Mais aucun accord ne semble avoir été conclu pour le moment, si bien qu’une nouvelle réunion est d’ores et déjà programmée, d’ici la fin du mois de juin 2021 avec le ministre d’État Pierre Dartout, le conseiller-ministre aux finances et à l’économie, Jean Castellini, le conseiller-ministre à l’intérieur, Patrice Cellario et le secrétaire général du gouvernement, Robert Colle. Et, en ce qui concerne l’AETIM, il semblerait que cette troisième réunion soit bien la dernière qu’ils acceptent de suivre sans avancée notable : « Si nous avons le sentiment d’être écoutés, nous espérons être entendus […]. Si nos demandes n’étaient pas satisfaites, nous serions contraints de changer de stratégie », prennent-ils soin de noter. Car, toujours d’après eux, la concurrence étrangère est déloyale : « Les vingt taxis électriques saisonniers qui avaient fait leur première saison […] ne seront pas en exploitation pour la deuxième année consécutive, par manque de perspectives de travail. Par contre, cent quarante professionnels du transport français sont autorisés à venir travailler en principauté sans aucune restriction ou presque, et sans reverser aucune TVA, simplement en payant une vignette annuelle, dont le montant bien faible au regard du chiffre d’affaires réalisé en principauté, est d’environ une soixantaine d’euros par mois. » L’AETIM évoque ainsi une dégradation des conditions de travail des chauffeurs taxis de Monaco « depuis plusieurs années » et espère davantage l’arbitrage, pour ne pas dire l’aide, du gouvernement princier, afin de préserver ses chauffeurs de la concurrence directe sur le territoire monégasque.

« Depuis plus d’un an, nous avons prôné le dialogue constructif en toute confiance, des avancées ont vu le jour, mais elles sont encore trop timides et non pérennes »

L’association des exploitants de taxis indépendants de Monaco (AETIM)

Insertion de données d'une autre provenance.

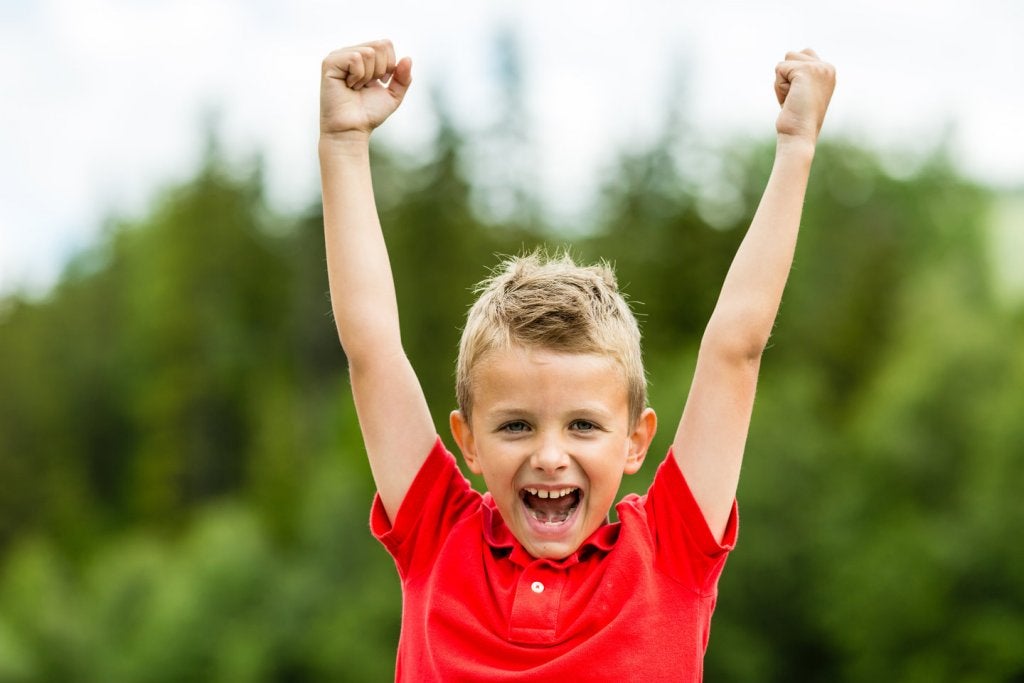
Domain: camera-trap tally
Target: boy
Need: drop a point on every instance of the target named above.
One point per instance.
(529, 581)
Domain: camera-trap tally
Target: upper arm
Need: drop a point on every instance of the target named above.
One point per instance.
(395, 423)
(712, 434)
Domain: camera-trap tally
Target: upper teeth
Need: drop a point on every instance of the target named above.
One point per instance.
(550, 494)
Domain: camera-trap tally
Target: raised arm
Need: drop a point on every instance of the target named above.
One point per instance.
(712, 434)
(360, 86)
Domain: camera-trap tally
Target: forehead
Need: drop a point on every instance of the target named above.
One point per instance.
(537, 378)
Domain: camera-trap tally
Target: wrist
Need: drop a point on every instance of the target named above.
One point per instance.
(349, 143)
(795, 146)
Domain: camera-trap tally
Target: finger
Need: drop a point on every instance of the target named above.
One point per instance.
(369, 55)
(383, 59)
(782, 71)
(353, 67)
(400, 78)
(806, 54)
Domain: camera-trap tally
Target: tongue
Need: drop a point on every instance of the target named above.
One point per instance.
(551, 510)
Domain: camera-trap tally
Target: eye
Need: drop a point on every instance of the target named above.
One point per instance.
(515, 427)
(583, 426)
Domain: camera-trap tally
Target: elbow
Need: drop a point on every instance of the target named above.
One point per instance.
(742, 342)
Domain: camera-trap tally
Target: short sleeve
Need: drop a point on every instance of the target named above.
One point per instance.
(685, 546)
(437, 499)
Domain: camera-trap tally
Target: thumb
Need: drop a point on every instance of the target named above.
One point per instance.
(400, 78)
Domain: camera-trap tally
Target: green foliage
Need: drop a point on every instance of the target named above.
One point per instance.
(184, 494)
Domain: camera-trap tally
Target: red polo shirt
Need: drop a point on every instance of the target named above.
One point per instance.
(634, 602)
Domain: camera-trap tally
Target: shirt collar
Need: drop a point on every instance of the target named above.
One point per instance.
(502, 542)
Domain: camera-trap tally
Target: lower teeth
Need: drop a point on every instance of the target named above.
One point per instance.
(554, 519)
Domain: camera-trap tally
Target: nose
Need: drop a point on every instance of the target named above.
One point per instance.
(550, 457)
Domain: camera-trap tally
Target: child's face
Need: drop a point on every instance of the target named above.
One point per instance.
(551, 434)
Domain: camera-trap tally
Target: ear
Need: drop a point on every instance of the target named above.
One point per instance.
(640, 438)
(463, 434)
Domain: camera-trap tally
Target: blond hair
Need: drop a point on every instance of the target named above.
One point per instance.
(550, 302)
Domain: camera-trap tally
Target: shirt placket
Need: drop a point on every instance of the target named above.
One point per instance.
(537, 603)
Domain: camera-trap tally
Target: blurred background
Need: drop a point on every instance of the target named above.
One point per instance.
(183, 492)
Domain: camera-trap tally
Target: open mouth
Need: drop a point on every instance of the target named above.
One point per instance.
(551, 507)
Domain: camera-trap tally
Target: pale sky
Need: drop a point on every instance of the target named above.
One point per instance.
(101, 101)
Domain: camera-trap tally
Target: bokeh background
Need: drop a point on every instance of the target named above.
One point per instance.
(183, 493)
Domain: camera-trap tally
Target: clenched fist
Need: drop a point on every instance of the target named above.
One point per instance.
(360, 86)
(804, 85)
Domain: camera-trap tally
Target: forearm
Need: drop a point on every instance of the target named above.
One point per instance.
(361, 287)
(751, 295)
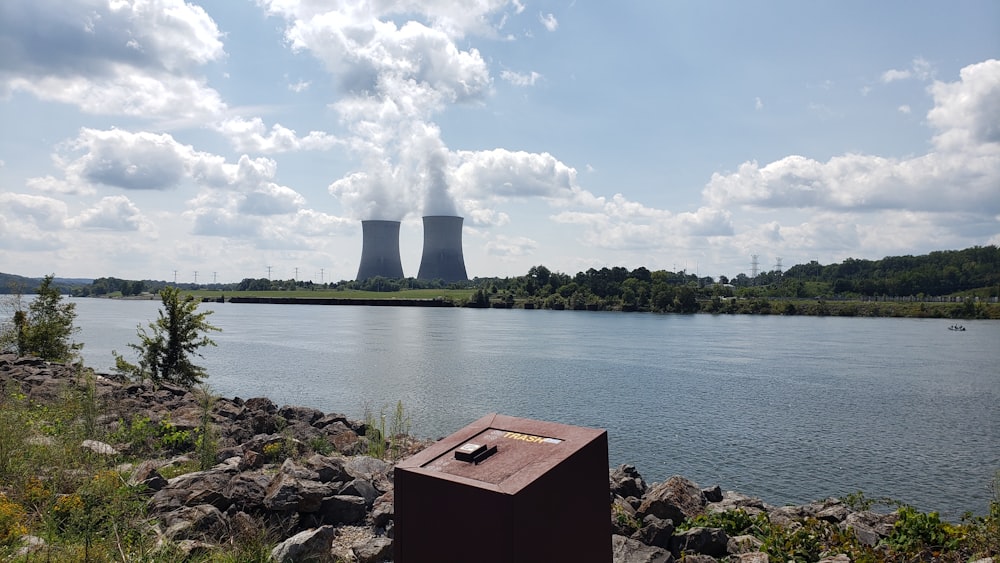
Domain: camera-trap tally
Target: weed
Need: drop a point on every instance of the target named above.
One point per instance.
(12, 519)
(914, 531)
(387, 442)
(206, 444)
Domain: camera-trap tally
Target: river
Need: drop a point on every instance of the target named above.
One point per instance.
(790, 409)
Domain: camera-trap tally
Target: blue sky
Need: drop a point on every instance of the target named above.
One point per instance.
(146, 137)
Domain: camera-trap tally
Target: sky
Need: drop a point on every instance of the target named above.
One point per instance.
(219, 140)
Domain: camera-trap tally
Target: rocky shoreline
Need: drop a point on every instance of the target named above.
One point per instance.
(338, 505)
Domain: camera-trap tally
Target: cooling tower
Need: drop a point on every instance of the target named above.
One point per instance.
(380, 250)
(442, 258)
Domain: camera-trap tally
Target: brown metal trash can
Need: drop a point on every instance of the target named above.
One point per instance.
(505, 489)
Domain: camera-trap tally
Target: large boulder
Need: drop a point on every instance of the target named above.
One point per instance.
(655, 531)
(246, 491)
(675, 499)
(291, 494)
(343, 509)
(869, 527)
(203, 521)
(626, 550)
(705, 541)
(308, 545)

Des avancées « trop timides »

D’ici la prochaine réunion, qui se conclura peut-être par un accord à long terme, le gouvernement ne se prononce pas encore directement sur le sujet de l’ouverture à la concurrence limitrophe. Mais il évoque la création prochaine d’une nouvelle application mobile censée soutenir et promouvoir les taxis de Monaco auprès de la clientèle. Un projet placé « sous la direction du conseiller-ministre Jean Castellini », comme le rappelle l’AETIM, qui participe à l’élaboration de la dite application client sur smartphone. Ce projet s’accompagne par la création de « Tickets Taxi+ », qui offrent aux clients de la principauté une course équivalent à 15 euros après un achat dans un commerce ou restaurant partenaire. Sur cette course, dix euros sont ainsi pris en charge par l’État, alors que les cinq euros restants reviennent au commerce en question. Malgré cette initiative, l’AETIM en veut plus et attend des « décisions fortes » de la part du gouvernement : « Depuis plus d’un an, nous avons prôné le dialogue constructif en toute confiance, des avancées ont vu le jour, mais elles sont encore trop timides et non pérennes », regrette l’association, dans son communiqué. Dans son combat, l’AETIM s’est vue recevoir le soutien du président du Conseil national, Stéphane Valeri, qui s’exprimait à ce sujet dans les colonnes de Monaco Hebdo : « Il est évident, plus encore dans cette période difficile concernant leur activité, qu’une attention toute particulière doit leur être portée. Pour notre assemblée, la priorité nationale doit s’appliquer dans ce secteur comme dans les autres. » Mais, face à la concurrence d’Uber et consorts, c’est bien la profession des chauffeurs taxis en elle-même qui est en plein bouleversement, au-delà des frontières monégasques. La garantie du monopole promet encore de poser question.